Massively parallel combination screen reveals small molecule sensitization of antibiotic-resistant Gram-negative ESKAPE pathogens.

Antibiotic resistance, especially in multidrug-resistant ESKAPE pathogens, remains a worldwide problem. Combination antimicrobial therapies may be an important strategy to overcome resistance and broaden the spectrum of existing antibiotics. However, this strategy is limited by the ability to efficiently screen large combinatorial chemical spaces. Here, we deployed a high-throughput combinatorial screening platform, DropArray, to evaluate the interactions of over 30,000 compounds with up to 22 antibiotics and 6 strains of Gram-negative ESKAPE pathogens, totaling to over 1.3 million unique strain-antibiotic-compound combinations. In this dataset, compounds more frequently exhibited synergy with known antibiotics than single-agent activity. We identified a compound, P2-56, and developed a more potent analog, P2-56-3, which potentiated rifampin (RIF) activity against Acinetobacter baumannii and Klebsiella pneumoniae. Using phenotypic assays, we showed P2-56-3 disrupts the outer membrane of A. baumannii. To identify pathways involved in the mechanism of synergy between P2-56-3 and RIF, we performed genetic screens in A. baumannii. CRISPRi-induced partial depletion of lipooligosaccharide transport genes (lptA-D, lptFG) resulted in hypersensitivity to P2-56-3/RIF treatment, demonstrating the genetic dependency of P2-56-3 activity and RIF sensitization on lpt genes in A. baumannii.
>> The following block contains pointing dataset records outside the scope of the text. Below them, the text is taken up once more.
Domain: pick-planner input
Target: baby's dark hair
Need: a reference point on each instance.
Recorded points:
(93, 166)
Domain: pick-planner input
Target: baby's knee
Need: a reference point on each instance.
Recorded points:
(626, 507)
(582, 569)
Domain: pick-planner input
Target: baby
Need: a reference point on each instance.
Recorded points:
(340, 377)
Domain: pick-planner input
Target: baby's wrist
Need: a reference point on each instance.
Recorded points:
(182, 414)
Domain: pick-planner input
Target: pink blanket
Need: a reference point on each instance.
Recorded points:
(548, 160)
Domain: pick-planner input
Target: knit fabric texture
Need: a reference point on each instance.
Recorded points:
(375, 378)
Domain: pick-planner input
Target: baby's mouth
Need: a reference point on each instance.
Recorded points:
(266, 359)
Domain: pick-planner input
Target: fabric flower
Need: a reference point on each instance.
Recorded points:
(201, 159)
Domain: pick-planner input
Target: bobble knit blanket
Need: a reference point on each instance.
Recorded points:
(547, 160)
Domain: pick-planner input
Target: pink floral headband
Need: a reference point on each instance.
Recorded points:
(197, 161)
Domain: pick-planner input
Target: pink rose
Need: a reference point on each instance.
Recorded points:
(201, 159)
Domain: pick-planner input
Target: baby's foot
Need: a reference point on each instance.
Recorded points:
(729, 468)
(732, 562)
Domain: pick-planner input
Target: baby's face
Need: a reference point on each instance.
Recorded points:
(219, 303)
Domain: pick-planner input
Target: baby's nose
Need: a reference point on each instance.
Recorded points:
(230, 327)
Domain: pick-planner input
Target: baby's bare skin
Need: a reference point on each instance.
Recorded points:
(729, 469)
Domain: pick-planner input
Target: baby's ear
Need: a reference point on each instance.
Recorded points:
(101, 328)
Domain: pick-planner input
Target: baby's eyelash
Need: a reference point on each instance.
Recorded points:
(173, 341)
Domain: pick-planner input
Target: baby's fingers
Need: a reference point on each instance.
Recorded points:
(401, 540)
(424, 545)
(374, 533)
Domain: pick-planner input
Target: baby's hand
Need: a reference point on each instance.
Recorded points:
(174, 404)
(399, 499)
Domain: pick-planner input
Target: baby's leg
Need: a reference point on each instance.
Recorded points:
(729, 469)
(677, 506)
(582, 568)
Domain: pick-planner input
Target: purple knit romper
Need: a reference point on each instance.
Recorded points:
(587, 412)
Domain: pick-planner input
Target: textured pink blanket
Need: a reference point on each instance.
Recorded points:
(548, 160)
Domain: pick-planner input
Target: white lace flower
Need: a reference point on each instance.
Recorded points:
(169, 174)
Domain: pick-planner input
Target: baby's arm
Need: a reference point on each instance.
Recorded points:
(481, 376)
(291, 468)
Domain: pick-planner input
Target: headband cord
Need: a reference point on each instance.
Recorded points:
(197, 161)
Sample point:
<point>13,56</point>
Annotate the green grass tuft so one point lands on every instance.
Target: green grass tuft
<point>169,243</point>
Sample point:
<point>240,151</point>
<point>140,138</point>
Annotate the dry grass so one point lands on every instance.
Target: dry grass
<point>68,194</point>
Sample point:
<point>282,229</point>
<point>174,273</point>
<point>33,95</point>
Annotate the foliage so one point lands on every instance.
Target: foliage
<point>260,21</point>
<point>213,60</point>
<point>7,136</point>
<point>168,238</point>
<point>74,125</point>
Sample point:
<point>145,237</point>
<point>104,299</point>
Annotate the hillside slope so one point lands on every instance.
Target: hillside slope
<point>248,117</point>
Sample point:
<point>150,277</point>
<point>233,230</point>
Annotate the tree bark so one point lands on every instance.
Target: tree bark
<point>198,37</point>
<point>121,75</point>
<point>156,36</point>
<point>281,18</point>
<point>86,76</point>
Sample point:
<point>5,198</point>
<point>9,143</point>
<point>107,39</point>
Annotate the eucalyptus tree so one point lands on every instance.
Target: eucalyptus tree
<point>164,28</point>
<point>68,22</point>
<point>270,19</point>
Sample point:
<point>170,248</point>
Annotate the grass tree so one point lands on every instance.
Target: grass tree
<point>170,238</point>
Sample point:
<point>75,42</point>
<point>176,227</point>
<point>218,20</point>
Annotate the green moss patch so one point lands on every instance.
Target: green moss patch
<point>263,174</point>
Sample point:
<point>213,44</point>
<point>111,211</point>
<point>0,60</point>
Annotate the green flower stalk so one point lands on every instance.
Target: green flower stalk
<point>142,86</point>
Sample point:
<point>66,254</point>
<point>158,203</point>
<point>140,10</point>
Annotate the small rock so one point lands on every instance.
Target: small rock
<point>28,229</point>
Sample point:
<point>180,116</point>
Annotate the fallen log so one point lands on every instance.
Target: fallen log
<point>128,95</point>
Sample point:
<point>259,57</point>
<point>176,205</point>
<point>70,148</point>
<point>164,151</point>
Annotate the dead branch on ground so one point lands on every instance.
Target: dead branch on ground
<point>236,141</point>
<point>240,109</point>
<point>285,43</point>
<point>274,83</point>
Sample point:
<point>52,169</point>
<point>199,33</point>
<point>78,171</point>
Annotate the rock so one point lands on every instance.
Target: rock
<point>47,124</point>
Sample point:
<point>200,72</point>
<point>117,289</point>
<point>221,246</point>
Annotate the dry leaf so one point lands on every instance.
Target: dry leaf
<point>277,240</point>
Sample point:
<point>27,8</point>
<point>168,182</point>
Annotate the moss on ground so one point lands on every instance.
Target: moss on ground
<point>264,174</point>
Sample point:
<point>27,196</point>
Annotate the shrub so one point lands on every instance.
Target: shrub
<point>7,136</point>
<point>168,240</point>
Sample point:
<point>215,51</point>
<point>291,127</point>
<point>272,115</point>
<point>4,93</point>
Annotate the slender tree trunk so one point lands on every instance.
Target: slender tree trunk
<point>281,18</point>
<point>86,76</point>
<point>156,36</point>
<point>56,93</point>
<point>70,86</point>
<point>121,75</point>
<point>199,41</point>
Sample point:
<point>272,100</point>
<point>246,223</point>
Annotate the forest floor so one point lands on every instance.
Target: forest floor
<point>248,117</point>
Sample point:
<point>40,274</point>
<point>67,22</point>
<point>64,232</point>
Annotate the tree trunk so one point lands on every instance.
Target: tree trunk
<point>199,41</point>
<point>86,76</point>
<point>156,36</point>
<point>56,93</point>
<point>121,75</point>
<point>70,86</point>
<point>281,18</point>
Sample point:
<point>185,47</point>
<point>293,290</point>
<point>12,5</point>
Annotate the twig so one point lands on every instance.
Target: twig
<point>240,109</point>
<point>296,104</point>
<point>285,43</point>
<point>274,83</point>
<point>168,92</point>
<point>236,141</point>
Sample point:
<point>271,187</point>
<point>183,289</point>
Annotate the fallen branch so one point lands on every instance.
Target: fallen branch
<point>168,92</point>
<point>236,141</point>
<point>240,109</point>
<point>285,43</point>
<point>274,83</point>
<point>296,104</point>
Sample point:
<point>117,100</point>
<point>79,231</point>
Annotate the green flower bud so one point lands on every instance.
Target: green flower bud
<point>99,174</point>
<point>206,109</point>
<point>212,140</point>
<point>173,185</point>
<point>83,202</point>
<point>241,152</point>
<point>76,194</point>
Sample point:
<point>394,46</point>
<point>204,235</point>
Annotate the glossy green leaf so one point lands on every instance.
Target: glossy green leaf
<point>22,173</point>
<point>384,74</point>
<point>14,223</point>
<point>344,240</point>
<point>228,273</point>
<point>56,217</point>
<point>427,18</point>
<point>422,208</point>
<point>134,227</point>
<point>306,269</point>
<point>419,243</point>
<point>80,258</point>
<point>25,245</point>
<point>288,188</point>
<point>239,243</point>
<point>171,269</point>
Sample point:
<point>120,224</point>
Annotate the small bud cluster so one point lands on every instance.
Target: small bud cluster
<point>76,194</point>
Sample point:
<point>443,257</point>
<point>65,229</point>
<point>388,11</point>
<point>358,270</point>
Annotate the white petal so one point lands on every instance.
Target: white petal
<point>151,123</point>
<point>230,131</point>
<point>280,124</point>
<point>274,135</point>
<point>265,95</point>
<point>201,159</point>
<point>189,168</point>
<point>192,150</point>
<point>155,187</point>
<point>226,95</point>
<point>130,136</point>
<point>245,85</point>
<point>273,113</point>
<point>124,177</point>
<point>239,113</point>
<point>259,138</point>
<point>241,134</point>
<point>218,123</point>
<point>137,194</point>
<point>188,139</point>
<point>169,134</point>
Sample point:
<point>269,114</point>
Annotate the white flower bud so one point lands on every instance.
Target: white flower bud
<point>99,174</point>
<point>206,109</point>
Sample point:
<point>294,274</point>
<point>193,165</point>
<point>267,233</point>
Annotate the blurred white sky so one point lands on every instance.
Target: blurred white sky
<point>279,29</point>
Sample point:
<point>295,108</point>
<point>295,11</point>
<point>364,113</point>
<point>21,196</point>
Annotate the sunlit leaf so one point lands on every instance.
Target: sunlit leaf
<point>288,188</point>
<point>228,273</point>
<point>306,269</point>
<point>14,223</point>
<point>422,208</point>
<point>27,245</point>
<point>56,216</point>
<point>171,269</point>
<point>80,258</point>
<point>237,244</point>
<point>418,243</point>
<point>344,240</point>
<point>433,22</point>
Consistent with outer membrane homeostasis being an important determinant of P2-56-3/RIF tolerance, knockout of maintenance of lipid asymmetry complex genes and overexpression of certain resistance-nodulation-division efflux pumps - a phenotype associated with multidrug-resistance - resulted in hypersensitivity to P2-56-3. These findings demonstrate the immense scale of phenotypic antibiotic combination screens using DropArray and the potential for such approaches to discover new small molecule synergies against multidrug-resistant ESKAPE strains.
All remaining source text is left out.